How might these micro-level industry judgements be made? Assessing the sustainability of the proposed venture’s competitive advantage requires examining, in relationship to its competitors, the proposed venture itself – whether a new firm or a venture within an existing firm. The goal is to determine whether certain factors are present that would enhance the ability of the venture to sustain any advantage that it might have at the outset. These factors are:
- The presence of proprietary elements – patents, trade secrets and so on – that other firms are unable to duplicate or imitate.
- The likely presence of superior organizational processes, capabilities or resources that others would have difficulty duplicating or imitating.
- The presence of an economically viable business model – one that won’t quickly run out of cash!

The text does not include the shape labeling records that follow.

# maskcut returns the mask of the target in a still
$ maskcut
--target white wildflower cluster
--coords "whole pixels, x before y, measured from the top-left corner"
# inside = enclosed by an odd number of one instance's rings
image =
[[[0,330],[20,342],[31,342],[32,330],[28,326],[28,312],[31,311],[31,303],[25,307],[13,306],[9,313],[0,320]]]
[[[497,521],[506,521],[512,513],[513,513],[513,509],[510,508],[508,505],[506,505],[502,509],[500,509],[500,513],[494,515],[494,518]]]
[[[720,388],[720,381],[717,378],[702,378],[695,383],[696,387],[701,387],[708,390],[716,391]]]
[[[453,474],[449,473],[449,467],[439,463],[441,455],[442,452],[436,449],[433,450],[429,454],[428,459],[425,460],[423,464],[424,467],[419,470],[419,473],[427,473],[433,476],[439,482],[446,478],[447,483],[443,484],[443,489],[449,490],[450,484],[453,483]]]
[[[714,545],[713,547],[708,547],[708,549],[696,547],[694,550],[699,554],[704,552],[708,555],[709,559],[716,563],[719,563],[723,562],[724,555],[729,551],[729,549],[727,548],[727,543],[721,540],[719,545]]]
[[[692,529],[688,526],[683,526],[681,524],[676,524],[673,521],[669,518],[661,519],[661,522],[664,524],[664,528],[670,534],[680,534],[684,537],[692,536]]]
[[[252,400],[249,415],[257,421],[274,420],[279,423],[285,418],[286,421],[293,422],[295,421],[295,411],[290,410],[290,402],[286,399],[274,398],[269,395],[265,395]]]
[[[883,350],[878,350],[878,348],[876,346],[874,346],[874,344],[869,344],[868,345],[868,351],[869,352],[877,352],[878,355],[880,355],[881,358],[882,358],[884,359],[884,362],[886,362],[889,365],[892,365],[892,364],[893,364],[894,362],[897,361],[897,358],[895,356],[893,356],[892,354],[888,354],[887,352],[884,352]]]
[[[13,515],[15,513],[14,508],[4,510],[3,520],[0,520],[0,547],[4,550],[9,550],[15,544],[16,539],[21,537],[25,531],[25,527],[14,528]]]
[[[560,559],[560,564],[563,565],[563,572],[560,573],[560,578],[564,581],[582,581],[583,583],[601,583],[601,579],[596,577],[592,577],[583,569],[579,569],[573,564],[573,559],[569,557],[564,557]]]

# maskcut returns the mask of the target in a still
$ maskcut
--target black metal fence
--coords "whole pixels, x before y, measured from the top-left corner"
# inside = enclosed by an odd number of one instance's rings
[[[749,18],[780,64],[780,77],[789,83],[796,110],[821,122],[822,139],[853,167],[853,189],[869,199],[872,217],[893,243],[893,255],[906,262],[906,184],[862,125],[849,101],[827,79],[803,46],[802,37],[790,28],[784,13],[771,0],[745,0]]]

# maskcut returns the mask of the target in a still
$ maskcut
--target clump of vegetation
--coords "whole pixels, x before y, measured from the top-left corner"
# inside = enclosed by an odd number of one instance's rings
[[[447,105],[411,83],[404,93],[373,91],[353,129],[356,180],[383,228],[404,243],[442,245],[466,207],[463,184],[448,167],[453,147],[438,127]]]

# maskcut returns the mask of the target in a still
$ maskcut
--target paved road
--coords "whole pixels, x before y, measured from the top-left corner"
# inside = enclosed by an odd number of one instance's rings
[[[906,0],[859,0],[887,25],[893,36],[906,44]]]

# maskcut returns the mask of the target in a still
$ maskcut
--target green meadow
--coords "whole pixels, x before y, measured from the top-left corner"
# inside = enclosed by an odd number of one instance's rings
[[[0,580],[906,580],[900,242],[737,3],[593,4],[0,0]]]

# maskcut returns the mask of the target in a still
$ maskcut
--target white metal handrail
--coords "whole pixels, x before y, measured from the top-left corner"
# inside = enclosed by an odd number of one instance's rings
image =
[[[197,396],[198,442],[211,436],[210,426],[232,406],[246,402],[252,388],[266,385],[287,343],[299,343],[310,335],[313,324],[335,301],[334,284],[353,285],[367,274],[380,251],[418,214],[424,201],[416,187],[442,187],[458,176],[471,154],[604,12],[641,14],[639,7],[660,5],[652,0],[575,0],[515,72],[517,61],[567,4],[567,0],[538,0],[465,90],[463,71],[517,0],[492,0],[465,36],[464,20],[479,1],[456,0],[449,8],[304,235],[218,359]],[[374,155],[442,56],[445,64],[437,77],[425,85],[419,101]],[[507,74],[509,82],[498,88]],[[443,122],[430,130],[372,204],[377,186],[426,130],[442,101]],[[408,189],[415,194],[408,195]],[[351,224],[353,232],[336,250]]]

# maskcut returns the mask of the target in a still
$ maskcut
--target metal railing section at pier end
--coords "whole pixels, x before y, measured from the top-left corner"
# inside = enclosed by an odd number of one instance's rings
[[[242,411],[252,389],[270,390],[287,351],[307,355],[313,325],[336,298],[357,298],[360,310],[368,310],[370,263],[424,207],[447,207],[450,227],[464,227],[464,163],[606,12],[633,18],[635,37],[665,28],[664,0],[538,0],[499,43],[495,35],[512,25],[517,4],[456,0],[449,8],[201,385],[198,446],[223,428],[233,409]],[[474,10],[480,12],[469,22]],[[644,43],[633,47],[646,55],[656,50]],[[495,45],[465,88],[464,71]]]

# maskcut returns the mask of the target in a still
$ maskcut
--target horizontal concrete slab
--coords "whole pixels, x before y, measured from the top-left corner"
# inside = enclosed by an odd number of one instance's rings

This factor, in turn, involves a careful look at some more detailed issues:
- revenue, in relation to the capital investment required and margins obtainable;
- customer acquisition and retention costs, and the time it will take to obtain customers;
- gross margins and their adequacy to cover the necessary cost structure to operate the business;
- operating cash cycle characteristics, i.e. how much cash must be tied up in working capital such as inventory, how quickly will customers pay, and how slowly may suppliers and employees be paid, in relation to the margins the business generates.
Information on the economic structure of most industries can be found from published sources such as the Risk Management Association’s Annual Statement Studies, available in most business libraries and on the Internet, e.g. the Risk Management Association’s website, www.rmahq.org.
Aspiring entrepreneurs who plan to compete based on price should note that building a business by giving away your products for less than they cost to acquire or produce is not a sustainable strategy in the long run, as numerous dot.com entrepreneurs learned in the turn-of-the-millennium dot.com bust. Another economic viability issue often overlooked by entrepreneurs is this:
Too often entrepreneurs fail to understand how long it will take (and thus how much capital) to actually close a sale, no matter how good the opportunity looks.
It’s worth noting here that first-hand experience in the industry makes all the difference in addressing these issues. Entrepreneurs who know the territory will have the necessary answers. Those who don’t must find people who do. Adequate answers for most of these issues are not likely to be found on the Internet. If the entrepreneur doesn’t have such experience, then they must obtain it from others. Picking up the phone and calling those who know can help, and it helps build your network, too, a topic we address further later on.
The point addressed by the micro-level assessment on both the market and industry sides is that even in generally attractive markets and industries – such as financial services and pharmaceuticals – not all new ventures succeed. Favourable industry conditions at the macro-level are not a panacea. Positive results from your investigations into these micro-level conditions are typically far more important.